Code of Conduct
Integrity
Integrity is the foundation of doctoral leadership. It means adherence to truth even when inconvenient, acknowledgment of uncertainty, and transparency about limitations.
Doctoral leaders must never misrepresent evidence, cherry-pick data to support predetermined conclusions, or allow personal interests to distort analysis. They must be willing to revise positions in light of new evidence and to admit error when warranted.
Transparency
Transparency requires disclosure of potential conflicts of interest, funding sources, and methodological choices. It means making reasoning visible, so that others can evaluate arguments on their merits.
In an age of misinformation and epistemic mistrust, transparency is essential for maintaining the credibility of doctoral leadership. It is not enough to be trustworthy; one must also demonstrate trustworthiness through openness.
Non-Political Posture
Doctoral leadership is non-political in the partisan sense.
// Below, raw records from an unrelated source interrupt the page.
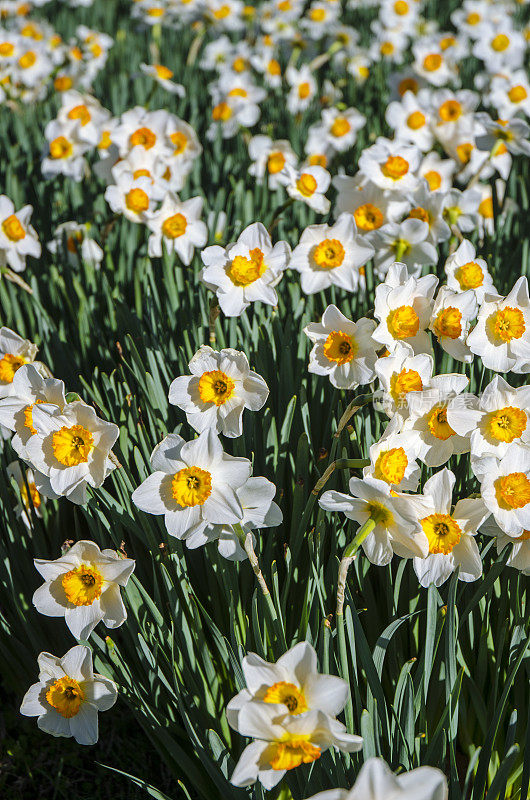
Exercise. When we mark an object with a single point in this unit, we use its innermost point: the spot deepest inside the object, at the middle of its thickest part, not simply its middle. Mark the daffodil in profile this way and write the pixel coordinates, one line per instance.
(68, 696)
(83, 586)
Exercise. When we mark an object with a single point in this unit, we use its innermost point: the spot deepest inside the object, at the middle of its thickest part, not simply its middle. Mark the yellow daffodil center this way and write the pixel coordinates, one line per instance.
(339, 347)
(408, 380)
(13, 228)
(368, 217)
(216, 387)
(174, 226)
(450, 111)
(9, 365)
(506, 424)
(438, 425)
(61, 148)
(143, 137)
(244, 271)
(391, 465)
(340, 127)
(275, 162)
(448, 323)
(442, 531)
(512, 491)
(306, 184)
(395, 167)
(292, 751)
(403, 322)
(72, 446)
(66, 696)
(507, 324)
(191, 486)
(288, 695)
(329, 254)
(137, 200)
(416, 120)
(469, 276)
(82, 585)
It does not serve political parties, electoral campaigns, or ideological movements. This does not mean disengagement from politics understood as public affairs, but rather a refusal to instrumentalize knowledge for partisan purposes.
Doctoral leaders may engage with policymakers across the political spectrum, but always in service of evidence-based reasoning, not political advantage. They may critique policies, but on methodological and empirical grounds, not ideological ones.
Respect for Democratic Institutions
Doctoral leadership operates within, not above, democratic institutions. The role of the doctoral leader is advisory, not directive. Decisions ultimately rest with elected representatives and citizens.
This humility is essential. Expertise does not confer authority to override democratic processes. It confers responsibility to inform them, to clarify trade-offs, and to highlight long-term consequences. But the final judgment belongs to democratic publics.
Commitment to Universal Values
The Council upholds universal values: freedom, equality, fraternity, human dignity, and the rule of law. These are not ideological positions but foundational principles that underpin democratic societies and respect for human rights.
Doctoral leaders must defend these values when they are threatened, while remaining committed to evidence-based reasoning and methodological rigor in all engagements.